PSIA and translated business risk
This is the risk that an insufficient return on the assets of the Islamic bank translates into a liquidity crisis, a consequence of the dissatisfaction of depositors and which consequently can impact the profitability of the bank which is in the obligation to sacrifice part of its income to stabilize the yield of the PSIAs
PSIA and Asset Return Risks
Islamic banks do not operate in a closed economy and must maintain a competitive level of deposit remuneration compared to that of the conventional banking sector in order to prevent the migration of deposits to conventional banks.
In the same vein and to guarantee a suitable level of competitiveness of investment and financing operations as well as for commercial reasons specific to Islamic finance, Islamic banks use reference rates such as LIBOR , EURIBOR, TMM to determine the short and medium term financing rates granted to clients in the form of Murabaha, Ijara, Salem or Istissnaa (sales instruments).

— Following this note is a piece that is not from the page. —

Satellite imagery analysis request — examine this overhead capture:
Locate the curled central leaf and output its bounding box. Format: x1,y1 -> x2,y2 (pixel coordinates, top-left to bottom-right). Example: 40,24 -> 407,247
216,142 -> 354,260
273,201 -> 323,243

Moreover, the effects of changes in interest rates can be transmitted indirectly to Islamic banks through these reference rates. This risk becomes even more serious in the event of changes in reference rates (LIBOR and others), because Islamic banks will be obliged to pay more profits to future depositors while realizing less gains on the uses of long-term funds.
Participatory Deposit Risk Mitigation Measures (PSIA)
To better understand the scope and impact of the above-mentioned risk mitigation measures, we first set out the terms and conditions for the distribution of profits between the bank, shareholders and holders of PSIA accounts:

In the practice of Islamic banks, the contract for PSIA accounts generally includes clauses relating to these types of risk and how to remedy them or simply mitigate their effects.
To build customer loyalty of participative deposits, the Islamic bank adopts three techniques to fight against the translated commercial risk and the risk of return.
The objective behind these measures is to improve the return on investment of participatory deposits so as to guarantee a more attractive return compared to what conventional banks offer.